As we have been enjoying a bout of fantastically sunny weather here in the UK lately, my most recent make is actually quite perfectly timed. Here I introduce a full length ramie dress I made using a vintage Bestway sewing pattern.
Yellow has always been my favourite colour. Whilst engaged in the activity of painting as a young child, I remember declaring that one of my sister’s paintings was simply not complete – as it didn’t contain any yellow. This love of yellow has only grown over time, so of course it is only natural that I have incorporated this sunny hue into my me-made wardrobe.
I have always found the shade uplifting, however over the past few months it is as if my brain were literally craving it. A glance at my sewing stash and recent fabric purchases confirmed this – from canary to mustard, patterned to plain, nearly every fabric purchase of late has been on the yellow scale.
This chartreuse ramie was of course no exception. The shade can change depending on which colours it is teamed with. In these pictures the fabric takes on a more yellow tone, whereas teamed with greens and blues the lime tones of the material prevail.
As I have felt I just cannot get enough of yellow at the moment, I decided to make a full length dress – thereby enveloping my entire body in the tone! I found this fantastic pattern on Etsy, and even though it is intended to be a housecoat (or hostess gown/indoor gown), I thought it would be perfect for a summer dress. I particularly loved the rows of gathering at the centre back skirt, and the skirt itself is very full – giving a lovely swishy effect when worn.
I intended to alter the sleeves, but I decided to make them up as per the pattern, and I really like them. I thought they may be an odd length, but on reflection I like that my arms are covered as it will provide protection from the sun.
The pattern instructions were a bit on the minimal side, so I added a few details/construction techniques that were not included or mentioned, such as:
- Interfacing the front facing pieces and the CF skirt pieces (I was quite surprised the pattern didn’t mention this, as it is a fundamental part of the construction process. But perhaps because it is such a common step in garment construction, maybe that is why it wasn’t mentioned. Often vintage patterns rely on the assumption of prior sewing knowledge)

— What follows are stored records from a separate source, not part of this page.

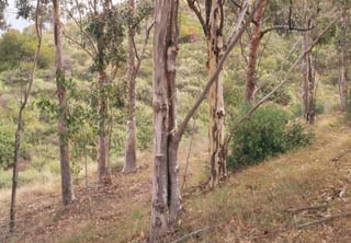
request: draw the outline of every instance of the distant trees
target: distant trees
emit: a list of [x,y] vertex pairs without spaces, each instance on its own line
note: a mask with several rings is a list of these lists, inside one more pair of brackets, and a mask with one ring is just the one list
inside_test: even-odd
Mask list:
[[257,89],[257,59],[260,42],[262,38],[263,14],[267,4],[268,0],[261,3],[251,23],[251,38],[249,40],[249,58],[248,68],[246,71],[247,74],[245,90],[245,99],[247,102],[250,102],[252,100],[254,91]]
[[[36,37],[29,33],[9,30],[0,38],[0,72],[12,70],[21,61],[33,59],[36,51]],[[48,45],[43,45],[38,57],[38,68],[48,68],[54,62],[54,51]]]
[[127,21],[127,83],[128,83],[128,97],[127,97],[127,137],[125,141],[125,158],[124,158],[124,173],[131,173],[136,170],[136,78],[144,59],[146,45],[149,39],[150,31],[154,26],[154,21],[149,26],[146,26],[145,37],[141,50],[138,51],[136,45],[136,32],[140,27],[144,19],[147,19],[152,11],[151,3],[148,1],[139,2],[138,7],[135,0],[128,0],[128,21]]
[[32,91],[32,85],[34,81],[34,74],[37,67],[41,49],[42,49],[42,22],[41,22],[41,0],[36,2],[35,9],[35,32],[37,37],[37,47],[34,55],[33,63],[24,79],[20,80],[21,85],[21,99],[20,99],[20,109],[16,120],[16,130],[14,135],[14,155],[12,164],[12,190],[11,190],[11,206],[10,206],[10,233],[14,232],[15,227],[15,204],[16,204],[16,190],[18,190],[18,177],[19,177],[19,159],[21,153],[21,141],[22,141],[22,131],[23,131],[23,113],[29,103],[29,99]]
[[[207,45],[207,77],[216,71],[220,55],[225,48],[224,38],[224,11],[225,1],[205,1],[204,14],[200,1],[188,0],[189,7],[199,19],[206,37]],[[210,140],[210,186],[215,186],[220,177],[227,175],[227,165],[220,160],[220,148],[224,143],[225,132],[225,104],[223,96],[223,77],[219,73],[217,80],[208,91],[208,140]]]
[[54,42],[55,42],[55,78],[58,97],[58,137],[59,157],[61,169],[61,193],[64,205],[71,204],[75,199],[70,173],[69,144],[68,144],[68,104],[67,83],[63,66],[63,26],[60,22],[60,1],[54,0]]

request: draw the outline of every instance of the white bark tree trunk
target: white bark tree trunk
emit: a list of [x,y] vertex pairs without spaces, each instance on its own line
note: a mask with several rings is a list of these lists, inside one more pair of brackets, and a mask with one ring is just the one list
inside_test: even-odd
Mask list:
[[63,27],[60,22],[60,2],[54,0],[54,40],[55,40],[55,69],[58,96],[58,136],[61,167],[63,202],[68,205],[75,199],[69,161],[68,124],[67,124],[67,91],[65,86],[65,70],[63,68]]
[[174,138],[178,0],[155,1],[154,34],[154,180],[151,241],[167,232],[181,210],[178,147]]
[[[129,0],[131,15],[135,14],[135,0]],[[136,170],[136,104],[135,104],[135,79],[136,79],[136,65],[135,65],[135,49],[134,49],[134,27],[128,27],[128,114],[127,114],[127,138],[125,143],[125,161],[124,173],[131,173]]]

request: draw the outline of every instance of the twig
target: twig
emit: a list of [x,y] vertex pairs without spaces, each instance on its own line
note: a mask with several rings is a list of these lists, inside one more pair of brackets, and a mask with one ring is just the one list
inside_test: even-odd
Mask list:
[[342,159],[344,155],[347,155],[348,153],[351,153],[351,149],[348,149],[348,150],[346,150],[346,151],[342,151],[342,153],[333,157],[332,159],[330,159],[330,161],[337,162],[337,161],[339,161],[340,159]]
[[195,230],[189,234],[185,234],[184,236],[181,236],[180,239],[173,241],[172,243],[180,243],[180,242],[184,242],[191,238],[199,238],[200,235],[203,235],[205,233],[208,233],[211,230],[210,227],[206,227],[206,228],[203,228],[203,229],[199,229],[199,230]]
[[302,223],[302,224],[295,225],[293,228],[299,230],[299,229],[312,227],[312,225],[315,225],[315,224],[318,224],[318,223],[330,222],[330,221],[332,221],[335,219],[349,218],[349,217],[351,217],[351,212],[346,212],[346,213],[329,216],[329,217],[326,217],[326,218],[322,218],[322,219],[318,219],[318,220],[314,220],[314,221],[310,221],[310,222]]
[[347,12],[347,10],[342,11],[340,14],[338,14],[329,24],[328,26],[318,35],[318,37],[313,42],[313,44],[304,51],[302,53],[298,58],[295,60],[295,62],[287,70],[287,73],[285,74],[284,79],[276,85],[274,89],[271,90],[270,93],[268,93],[264,97],[262,97],[256,105],[253,105],[247,114],[231,128],[229,131],[229,135],[225,141],[224,144],[224,153],[227,153],[229,142],[233,138],[233,136],[236,134],[237,129],[240,127],[242,123],[245,123],[249,117],[263,104],[265,101],[268,101],[272,94],[274,94],[279,89],[281,89],[285,83],[288,81],[290,73],[296,68],[296,66],[299,63],[299,61],[305,57],[307,53],[309,53],[320,40],[320,38],[329,31],[331,26],[335,25],[335,23],[340,19],[341,15],[343,15]]
[[[191,154],[191,150],[193,147],[193,140],[194,140],[194,130],[195,130],[195,126],[196,126],[196,119],[193,118],[193,129],[192,129],[192,134],[190,137],[190,144],[189,144],[189,149],[188,149],[188,155],[186,155],[186,163],[185,163],[185,171],[184,171],[184,175],[183,175],[183,183],[181,186],[181,192],[184,192],[184,185],[186,184],[186,176],[188,176],[188,169],[189,169],[189,161],[190,161],[190,154]],[[188,187],[188,184],[186,184]]]
[[301,212],[301,211],[307,211],[307,210],[316,210],[316,209],[322,209],[322,208],[328,208],[330,205],[326,204],[326,205],[317,205],[317,206],[310,206],[310,207],[303,207],[303,208],[290,208],[286,209],[286,212]]

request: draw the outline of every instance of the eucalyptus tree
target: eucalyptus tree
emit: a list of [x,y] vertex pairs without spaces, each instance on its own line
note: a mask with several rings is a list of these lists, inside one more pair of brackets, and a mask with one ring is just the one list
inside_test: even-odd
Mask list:
[[60,1],[54,0],[54,43],[55,43],[55,77],[58,97],[58,137],[61,172],[61,194],[64,205],[69,205],[75,199],[70,160],[69,160],[69,129],[68,129],[68,104],[67,82],[63,67],[63,26],[60,22]]
[[[259,0],[258,3],[261,3]],[[155,1],[154,31],[154,176],[151,202],[151,241],[168,231],[177,222],[181,211],[181,197],[178,182],[178,150],[184,130],[195,112],[206,99],[213,83],[218,80],[220,70],[234,46],[251,22],[257,7],[245,21],[248,0],[233,27],[226,49],[219,56],[218,65],[210,77],[202,93],[177,126],[176,113],[176,59],[178,54],[178,0]]]
[[7,27],[7,21],[4,19],[4,10],[8,7],[7,0],[0,0],[0,30]]
[[[349,8],[350,0],[335,1],[335,4],[339,9]],[[337,25],[337,33],[335,38],[335,46],[339,55],[339,95],[340,95],[340,105],[341,109],[346,111],[349,101],[349,65],[350,65],[350,13],[346,12]]]
[[[18,177],[19,177],[19,159],[21,152],[21,140],[22,140],[22,131],[23,131],[23,113],[29,103],[29,99],[31,95],[35,70],[38,62],[38,57],[42,49],[42,22],[41,22],[41,0],[36,1],[35,8],[35,33],[37,37],[37,48],[32,61],[32,66],[26,69],[26,71],[22,72],[19,79],[19,83],[21,85],[21,99],[20,99],[20,108],[18,114],[18,126],[14,136],[14,154],[13,154],[13,165],[12,165],[12,192],[11,192],[11,206],[10,206],[10,232],[14,232],[15,227],[15,204],[16,204],[16,189],[18,189]],[[32,9],[26,9],[24,12],[22,9],[19,9],[19,16],[29,18],[30,11]]]
[[125,21],[127,13],[121,3],[113,5],[112,1],[71,1],[65,5],[69,19],[79,28],[76,36],[67,33],[65,36],[82,48],[92,59],[91,71],[97,73],[98,90],[98,186],[111,183],[106,169],[109,144],[109,104],[107,97],[111,91],[112,73],[122,67],[125,61],[123,40],[125,36]]
[[128,0],[128,21],[127,21],[127,36],[128,36],[128,61],[127,61],[127,83],[128,83],[128,99],[127,99],[127,137],[125,142],[125,160],[123,172],[129,173],[136,170],[136,77],[138,74],[141,61],[144,59],[146,45],[154,26],[154,21],[150,25],[146,24],[146,32],[140,53],[136,45],[136,32],[140,28],[140,23],[148,18],[152,11],[149,1],[140,1],[136,3],[135,0]]
[[[190,9],[195,13],[206,37],[207,45],[207,77],[215,72],[220,55],[224,51],[224,0],[204,1],[188,0]],[[203,11],[204,10],[204,11]],[[218,76],[212,84],[208,95],[208,140],[210,140],[210,186],[215,186],[220,177],[226,176],[227,166],[220,160],[220,148],[225,132],[225,104],[223,96],[223,77]]]

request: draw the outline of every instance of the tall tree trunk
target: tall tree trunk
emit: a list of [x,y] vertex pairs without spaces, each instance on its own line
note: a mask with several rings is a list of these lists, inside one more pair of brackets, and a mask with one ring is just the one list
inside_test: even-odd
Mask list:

- Re-enforcing the rows of gathering stitches on the inside of the skirt by stitching rayon tape in rows over the stitching
- Adding self made tread loops at the waistline for the belt
- Making aforementioned belt (which I had to piece together at the centre back as I didn’t have enough fabric to cut it in one)
- Only making one pocket – I did cut two, but I thought the dress looked better with just one
- Inserting shoulder pads, which I covered with the ramie fabric.
I am really pleased with how this dress turned out. I feel like it will be so versatile – I can wear it with all the buttons fastened, or slightly open, or even over the top of another dress either fully open or just fastened to the waist. The ramie fabric was great to work with, and behaved much the same way as linen.
I think the most time-consuming part of making this dress, was of course the button and buttonholes. I had the buttons covered by Harlequin, and I took a bit of a guess at the size. Ideally, I would perhaps have liked them to be a smidgen bigger, but overall I think they work well.
- Fabric – Ramie and Cotton from Ditto Fabrics
- Pattern – Blitz and Glamour on Etsy
- Buttons – Harlequin
As most of my sewing has been and will be in yellow tones, I changed all four of my overlocking spools to – you guessed it – yellow! It is so satisfying to see matching overlocking thread on the inside of my dress, it really gives a professional touch. I’m not sure that I would go out and buy four spools of overlocking thread to match every sewing project, but certainly for some makes the joy of tonal overlocking tread outweighs the headache of changing the thread.
A note on the photos – I know these pictures look totally planned or staged. But in fact, Kieren and I were just driving over to meet a friend, and we passed this field, which happened to be in a safe place to stop and take a few quick snaps. I’m sure that if we had been actively searching for this kind of setting, we wouldn’t have been able to find it!